Un valioso testimonio

Lo más interesante del experimento de Bombard es la importancia que dio al lado sicológico. La despesperación mata al náufrago más deprisa que la sed. Bombard refleja con encomiable sinceridad sus propios errores, como su equivocación a la hora de determinar su posición; también detalla errores de los “manuales para náufragos”, toda esa literatura más o menos científica acerca de los animales que se veían en proximidad de una costa.

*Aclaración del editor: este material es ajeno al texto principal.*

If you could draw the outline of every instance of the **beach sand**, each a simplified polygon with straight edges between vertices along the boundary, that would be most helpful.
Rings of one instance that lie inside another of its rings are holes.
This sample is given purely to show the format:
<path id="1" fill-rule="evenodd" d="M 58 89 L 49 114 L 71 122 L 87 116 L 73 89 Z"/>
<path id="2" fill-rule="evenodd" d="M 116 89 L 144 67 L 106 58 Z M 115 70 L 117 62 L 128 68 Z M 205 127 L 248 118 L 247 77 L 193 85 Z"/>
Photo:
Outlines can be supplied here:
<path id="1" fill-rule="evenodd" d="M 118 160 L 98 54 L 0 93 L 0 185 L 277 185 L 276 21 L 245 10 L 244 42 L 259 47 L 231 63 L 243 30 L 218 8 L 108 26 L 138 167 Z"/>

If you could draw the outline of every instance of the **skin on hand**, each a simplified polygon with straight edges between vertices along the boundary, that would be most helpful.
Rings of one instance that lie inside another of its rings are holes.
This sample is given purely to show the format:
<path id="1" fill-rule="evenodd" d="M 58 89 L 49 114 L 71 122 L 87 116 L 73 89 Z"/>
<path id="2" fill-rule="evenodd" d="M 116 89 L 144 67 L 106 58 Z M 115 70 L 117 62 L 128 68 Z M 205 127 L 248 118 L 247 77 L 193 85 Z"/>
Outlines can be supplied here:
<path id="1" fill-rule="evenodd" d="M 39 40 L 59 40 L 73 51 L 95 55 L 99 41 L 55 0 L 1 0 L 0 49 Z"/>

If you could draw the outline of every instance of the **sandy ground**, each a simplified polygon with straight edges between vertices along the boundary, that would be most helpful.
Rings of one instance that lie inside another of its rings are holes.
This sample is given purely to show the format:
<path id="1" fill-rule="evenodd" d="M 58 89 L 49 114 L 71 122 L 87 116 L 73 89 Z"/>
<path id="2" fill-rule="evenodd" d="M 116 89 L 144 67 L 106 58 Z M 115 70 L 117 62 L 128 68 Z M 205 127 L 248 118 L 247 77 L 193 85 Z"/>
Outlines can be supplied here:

El médico francés nos habla de la realidad e irrealidad de los vientos alisios, nos proporciona detalles acerca de la higiene y alimentación, el uso del tiempo a bordo, la importancia de reparar una vela desgarrada y proporciona acertados consejos a la hora de elegir cómo abordar una costa desconocida tratando de adivinar la presencia de escollos y arrecifes. Su trabajo  constituye todavía un valiosísimo testimonio de la capacidad humana para sobrevivir con limitados recursos cuando la suerte acompaña los conocimientos y la determinación. Bombard mostró que el mar era el remedio del mar, y que en los peces, en el agua y en el plancton podían encontrarse, a falta de otra cosa, el alimento y la bebida necesarios para aguantar.

Géricault, revisitado por Uderzo

El balance de la machada de Bombard y de las privaciones que tuvo que soportar, es que perdió veinticinco kilos y acabó con una anemia importante, pasando de 5 millones de glóbulos rojos al salir a 2,5 millones de glóbulos rojos al llegar. Sufrió una dermatitis, perdió las uñas de los pies y experimentó una agotadora diarrea que duró dos semanas.  Pero sobrevivió, que era de lo que se trataba, y no entró en el Cielo de los Héroes hasta medio siglo más tarde, el 19 de julio de 2005.

Utilidad de una hazaña
El criterio que debe regir nuestra valoración de una hazaña es el de la utilidad. Si superar una prueba o sostener un desafío sirve para abrir nuevas rutas o para hacernos más sabios, bienvenido sea; si permite encontrar nuevas especies, descubrir paraísos perdidos, poner en contacto miembros aislados de la gran familia humana, o demostrar una teoría histórica, pues fantástico. Pero sin duda la hazaña más valiosa es la que más vidas salva, puesto que la vida humana es, sin discusión, el bien más valioso. Ejemplar, útil y salvadora de quién sabe cuántas vidas fue la arriesgada travesía de Bombard. Su obra Naufragé volontaire (1953) fue un éxito editorial, siendo aquel mismo año traducida por Francisco Payarols y publicada por Labor. La última versión española, del editor José J. Olañeta (1999) tiene ya tres lustros a cuestas y sería interesante que un testimonio tan valioso volviera a estar a disposición del público.